I'm a bit confused because I thought there are only "relatively few" different fields, such as the rational, real, complex numbers, or finite fields.

• another field: rational expressions (fractions of polynomials in $X$) – J. W. Tanner May 15 at 16:52

No, addition is not associative. For instance, $$((1,0)+(-1,0))+(1,-1)=0+(1,-1)=(1,-1)$$ but $$(1,0)+((-1,0)+(1,-1))=(1,0)+(-1,0)=0.$$
Note that you can tell something must be wrong with just the additive axioms, since your operation $$+$$ does not allow cancellation and so cannot be a group operation. Since there clearly is an identity and inverses, associativity must fail.
By the way, there are lots and lots of different fields; there are just a few that are familiar in elementary mathematics. For instance, the following is a field: the underlying set is $$\mathbb{Q}\times\mathbb{Q}$$, addition is $$(a,b)+(c,d)=(a+c,b+d),$$ and multiplication is $$(a,b)\cdot(c,d)=(ac+2bd,ad+bc).$$ (To make this more familiar, this field is isomorphic to the subfield of real numbers consisting of numbers of the form $$a+b\sqrt{2}$$ with $$a,b\in\mathbb{Q}$$, sending $$(a,b)$$ to $$a+b\sqrt{2}$$.)

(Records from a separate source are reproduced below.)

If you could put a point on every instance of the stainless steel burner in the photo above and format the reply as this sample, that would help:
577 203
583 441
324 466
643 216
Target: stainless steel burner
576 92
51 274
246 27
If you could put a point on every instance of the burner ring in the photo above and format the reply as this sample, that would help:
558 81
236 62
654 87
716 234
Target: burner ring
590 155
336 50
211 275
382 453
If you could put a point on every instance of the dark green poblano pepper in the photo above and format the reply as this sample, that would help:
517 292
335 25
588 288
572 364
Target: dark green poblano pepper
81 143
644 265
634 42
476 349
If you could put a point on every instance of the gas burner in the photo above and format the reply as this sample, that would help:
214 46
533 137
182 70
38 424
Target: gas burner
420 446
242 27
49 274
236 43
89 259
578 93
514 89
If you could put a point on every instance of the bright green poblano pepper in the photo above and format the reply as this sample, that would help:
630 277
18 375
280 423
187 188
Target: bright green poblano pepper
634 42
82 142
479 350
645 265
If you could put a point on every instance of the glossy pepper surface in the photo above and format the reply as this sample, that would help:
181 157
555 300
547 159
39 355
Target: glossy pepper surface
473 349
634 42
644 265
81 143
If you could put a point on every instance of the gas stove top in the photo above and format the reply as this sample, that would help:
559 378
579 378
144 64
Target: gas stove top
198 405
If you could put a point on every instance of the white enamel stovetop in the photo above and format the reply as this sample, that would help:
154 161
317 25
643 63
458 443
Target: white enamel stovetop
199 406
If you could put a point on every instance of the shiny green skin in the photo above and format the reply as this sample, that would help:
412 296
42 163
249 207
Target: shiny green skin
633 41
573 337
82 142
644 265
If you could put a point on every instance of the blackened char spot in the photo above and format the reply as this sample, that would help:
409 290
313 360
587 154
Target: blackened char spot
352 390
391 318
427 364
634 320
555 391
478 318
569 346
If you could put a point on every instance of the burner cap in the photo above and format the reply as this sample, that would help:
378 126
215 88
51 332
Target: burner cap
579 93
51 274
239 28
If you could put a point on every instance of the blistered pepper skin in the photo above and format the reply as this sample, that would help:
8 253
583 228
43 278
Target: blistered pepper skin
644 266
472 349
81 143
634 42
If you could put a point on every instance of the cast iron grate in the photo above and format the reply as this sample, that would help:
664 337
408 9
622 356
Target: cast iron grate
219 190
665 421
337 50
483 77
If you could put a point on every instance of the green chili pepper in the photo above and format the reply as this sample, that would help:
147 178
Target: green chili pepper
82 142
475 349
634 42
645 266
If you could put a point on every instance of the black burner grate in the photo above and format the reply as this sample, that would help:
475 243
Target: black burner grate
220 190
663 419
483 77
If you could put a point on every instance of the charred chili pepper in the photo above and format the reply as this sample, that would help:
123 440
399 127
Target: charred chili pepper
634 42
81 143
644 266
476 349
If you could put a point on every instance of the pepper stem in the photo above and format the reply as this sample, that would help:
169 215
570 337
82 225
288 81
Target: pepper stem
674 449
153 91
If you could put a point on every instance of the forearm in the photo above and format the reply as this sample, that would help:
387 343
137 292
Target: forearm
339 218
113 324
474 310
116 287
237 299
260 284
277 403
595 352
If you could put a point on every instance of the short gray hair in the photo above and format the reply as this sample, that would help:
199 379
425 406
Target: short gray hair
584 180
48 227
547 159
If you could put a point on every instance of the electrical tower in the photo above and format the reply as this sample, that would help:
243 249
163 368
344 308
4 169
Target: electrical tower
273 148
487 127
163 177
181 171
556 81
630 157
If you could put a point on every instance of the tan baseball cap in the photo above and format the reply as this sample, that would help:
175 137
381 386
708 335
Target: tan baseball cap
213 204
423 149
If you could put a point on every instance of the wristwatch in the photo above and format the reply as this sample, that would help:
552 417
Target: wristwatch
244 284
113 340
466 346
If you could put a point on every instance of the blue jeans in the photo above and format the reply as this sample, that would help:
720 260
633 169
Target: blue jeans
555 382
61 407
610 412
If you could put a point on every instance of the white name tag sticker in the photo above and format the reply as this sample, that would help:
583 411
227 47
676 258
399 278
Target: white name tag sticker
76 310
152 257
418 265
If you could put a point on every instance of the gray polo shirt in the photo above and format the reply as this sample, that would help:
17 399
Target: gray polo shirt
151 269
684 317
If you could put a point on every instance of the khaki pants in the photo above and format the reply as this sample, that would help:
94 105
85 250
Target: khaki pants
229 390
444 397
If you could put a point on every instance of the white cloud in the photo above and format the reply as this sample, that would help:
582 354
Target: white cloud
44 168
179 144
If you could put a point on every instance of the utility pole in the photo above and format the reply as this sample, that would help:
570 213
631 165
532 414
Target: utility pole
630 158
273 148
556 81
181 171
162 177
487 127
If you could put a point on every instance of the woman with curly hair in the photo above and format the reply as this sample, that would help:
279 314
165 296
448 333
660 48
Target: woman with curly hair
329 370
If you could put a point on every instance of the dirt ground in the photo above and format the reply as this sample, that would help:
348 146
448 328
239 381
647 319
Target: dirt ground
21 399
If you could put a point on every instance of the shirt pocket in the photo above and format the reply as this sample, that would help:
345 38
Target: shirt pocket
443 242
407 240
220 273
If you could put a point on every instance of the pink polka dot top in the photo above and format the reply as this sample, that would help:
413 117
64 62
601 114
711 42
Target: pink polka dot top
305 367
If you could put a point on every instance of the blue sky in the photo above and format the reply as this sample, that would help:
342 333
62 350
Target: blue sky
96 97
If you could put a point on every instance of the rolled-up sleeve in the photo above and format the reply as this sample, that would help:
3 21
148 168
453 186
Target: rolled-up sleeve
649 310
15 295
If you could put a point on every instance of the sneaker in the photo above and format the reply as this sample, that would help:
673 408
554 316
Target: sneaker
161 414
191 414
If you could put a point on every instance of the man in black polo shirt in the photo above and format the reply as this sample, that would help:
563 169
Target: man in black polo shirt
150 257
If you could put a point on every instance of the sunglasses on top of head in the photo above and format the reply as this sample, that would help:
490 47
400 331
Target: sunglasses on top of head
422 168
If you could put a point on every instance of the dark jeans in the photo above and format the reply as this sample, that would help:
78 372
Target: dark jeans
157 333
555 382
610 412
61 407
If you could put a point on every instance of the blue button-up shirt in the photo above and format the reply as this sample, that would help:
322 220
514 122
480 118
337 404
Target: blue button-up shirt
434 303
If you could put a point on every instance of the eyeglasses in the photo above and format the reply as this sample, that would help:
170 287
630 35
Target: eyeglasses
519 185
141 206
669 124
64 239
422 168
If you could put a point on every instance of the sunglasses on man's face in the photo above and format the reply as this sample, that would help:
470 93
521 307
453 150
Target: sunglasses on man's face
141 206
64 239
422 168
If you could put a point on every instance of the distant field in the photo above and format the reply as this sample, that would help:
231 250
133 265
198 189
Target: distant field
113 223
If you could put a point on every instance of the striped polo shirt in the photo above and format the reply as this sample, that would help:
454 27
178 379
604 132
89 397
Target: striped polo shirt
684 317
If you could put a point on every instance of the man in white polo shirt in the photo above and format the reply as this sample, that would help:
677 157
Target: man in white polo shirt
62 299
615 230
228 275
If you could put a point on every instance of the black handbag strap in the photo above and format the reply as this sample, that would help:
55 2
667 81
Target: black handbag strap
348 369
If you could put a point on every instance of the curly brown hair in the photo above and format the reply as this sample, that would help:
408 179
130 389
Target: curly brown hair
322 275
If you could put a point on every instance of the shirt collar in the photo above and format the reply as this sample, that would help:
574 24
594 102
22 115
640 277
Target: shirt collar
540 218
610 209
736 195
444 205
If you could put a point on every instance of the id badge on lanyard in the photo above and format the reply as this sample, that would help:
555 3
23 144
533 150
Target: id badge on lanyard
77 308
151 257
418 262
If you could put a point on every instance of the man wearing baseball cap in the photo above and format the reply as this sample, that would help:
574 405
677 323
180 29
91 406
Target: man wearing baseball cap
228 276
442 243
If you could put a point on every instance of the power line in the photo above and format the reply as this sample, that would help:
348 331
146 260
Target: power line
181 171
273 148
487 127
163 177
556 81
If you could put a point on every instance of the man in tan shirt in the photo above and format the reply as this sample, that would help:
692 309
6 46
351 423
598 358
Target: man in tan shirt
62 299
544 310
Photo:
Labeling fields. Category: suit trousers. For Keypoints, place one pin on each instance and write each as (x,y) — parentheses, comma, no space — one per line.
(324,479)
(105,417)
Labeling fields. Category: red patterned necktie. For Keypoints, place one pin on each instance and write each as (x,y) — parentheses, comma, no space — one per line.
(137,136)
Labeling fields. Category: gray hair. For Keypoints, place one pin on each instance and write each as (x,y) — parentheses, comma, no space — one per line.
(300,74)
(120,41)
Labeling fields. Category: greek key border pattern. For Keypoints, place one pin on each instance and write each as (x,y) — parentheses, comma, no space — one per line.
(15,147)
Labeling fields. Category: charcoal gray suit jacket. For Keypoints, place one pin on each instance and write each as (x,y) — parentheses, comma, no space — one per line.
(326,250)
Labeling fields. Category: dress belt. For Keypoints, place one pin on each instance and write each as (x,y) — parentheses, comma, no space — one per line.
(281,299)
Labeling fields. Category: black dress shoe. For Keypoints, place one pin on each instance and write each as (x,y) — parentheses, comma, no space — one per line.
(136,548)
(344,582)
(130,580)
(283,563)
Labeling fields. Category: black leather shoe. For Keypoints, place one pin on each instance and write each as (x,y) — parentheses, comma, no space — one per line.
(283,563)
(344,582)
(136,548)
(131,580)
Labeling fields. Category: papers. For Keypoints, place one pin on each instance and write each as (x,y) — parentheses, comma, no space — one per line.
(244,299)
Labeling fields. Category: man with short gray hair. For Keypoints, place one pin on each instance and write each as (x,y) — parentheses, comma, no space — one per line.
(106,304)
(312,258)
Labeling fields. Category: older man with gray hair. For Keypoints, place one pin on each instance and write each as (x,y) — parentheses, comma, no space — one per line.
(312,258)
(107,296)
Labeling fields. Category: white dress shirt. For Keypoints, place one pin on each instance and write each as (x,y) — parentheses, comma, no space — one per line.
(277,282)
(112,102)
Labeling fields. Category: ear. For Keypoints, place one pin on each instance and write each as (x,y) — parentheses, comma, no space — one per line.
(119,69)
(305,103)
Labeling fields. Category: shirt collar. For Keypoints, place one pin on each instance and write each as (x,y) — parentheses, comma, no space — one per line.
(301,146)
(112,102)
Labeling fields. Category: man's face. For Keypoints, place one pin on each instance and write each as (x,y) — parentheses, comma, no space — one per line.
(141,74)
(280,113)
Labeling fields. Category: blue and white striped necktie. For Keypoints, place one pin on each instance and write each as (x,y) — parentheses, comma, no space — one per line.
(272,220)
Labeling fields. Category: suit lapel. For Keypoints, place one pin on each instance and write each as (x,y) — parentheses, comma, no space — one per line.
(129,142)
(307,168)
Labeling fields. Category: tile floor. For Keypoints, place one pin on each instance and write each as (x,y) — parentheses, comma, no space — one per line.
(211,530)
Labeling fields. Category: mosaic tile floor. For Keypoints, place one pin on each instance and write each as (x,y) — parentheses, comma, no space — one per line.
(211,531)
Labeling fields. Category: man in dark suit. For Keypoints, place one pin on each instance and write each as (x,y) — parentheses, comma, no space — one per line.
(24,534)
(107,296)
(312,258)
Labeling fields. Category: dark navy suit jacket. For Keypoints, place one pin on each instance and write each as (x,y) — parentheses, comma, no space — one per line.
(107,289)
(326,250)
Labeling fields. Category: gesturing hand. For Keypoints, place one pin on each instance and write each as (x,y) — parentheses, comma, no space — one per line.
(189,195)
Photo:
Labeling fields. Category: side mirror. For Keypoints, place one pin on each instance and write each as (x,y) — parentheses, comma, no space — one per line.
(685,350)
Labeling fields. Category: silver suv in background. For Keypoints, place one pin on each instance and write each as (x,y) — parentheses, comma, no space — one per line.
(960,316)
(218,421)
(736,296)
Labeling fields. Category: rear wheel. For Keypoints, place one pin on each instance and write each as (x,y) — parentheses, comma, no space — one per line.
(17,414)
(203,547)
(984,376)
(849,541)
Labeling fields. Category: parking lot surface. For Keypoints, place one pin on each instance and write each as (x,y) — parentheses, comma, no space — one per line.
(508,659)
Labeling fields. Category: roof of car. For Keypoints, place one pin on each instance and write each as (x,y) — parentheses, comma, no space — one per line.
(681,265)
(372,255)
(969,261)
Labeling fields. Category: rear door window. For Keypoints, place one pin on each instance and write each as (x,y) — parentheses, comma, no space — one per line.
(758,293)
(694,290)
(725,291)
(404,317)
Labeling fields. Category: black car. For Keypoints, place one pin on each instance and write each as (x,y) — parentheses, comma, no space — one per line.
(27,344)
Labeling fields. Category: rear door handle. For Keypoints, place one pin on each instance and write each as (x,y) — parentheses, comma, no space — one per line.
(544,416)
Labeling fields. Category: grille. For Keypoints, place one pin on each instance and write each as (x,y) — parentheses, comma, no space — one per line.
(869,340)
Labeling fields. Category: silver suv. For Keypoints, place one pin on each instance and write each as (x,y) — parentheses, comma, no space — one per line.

The most glaring issue I see is that your addition is not one-to-one. For instance, $$(10,10)+(b,b')$$ is $$(10,10)$$ for any $$b'<10$$. But addition has to be one-to-one: if we have $$x+y=x+z$$, then $$x+y+(-x)=x+(-x)+z \rightarrow y=z$$.
But then $$0=0*(b,b')$$. If we take $$(a,a')$$ with $$a', by the distributive property we we have $$0=0*(b,b')=((a,a')+(-a,a'))*(b,b')=(b,b')+(b,b')=(2b,b')$$.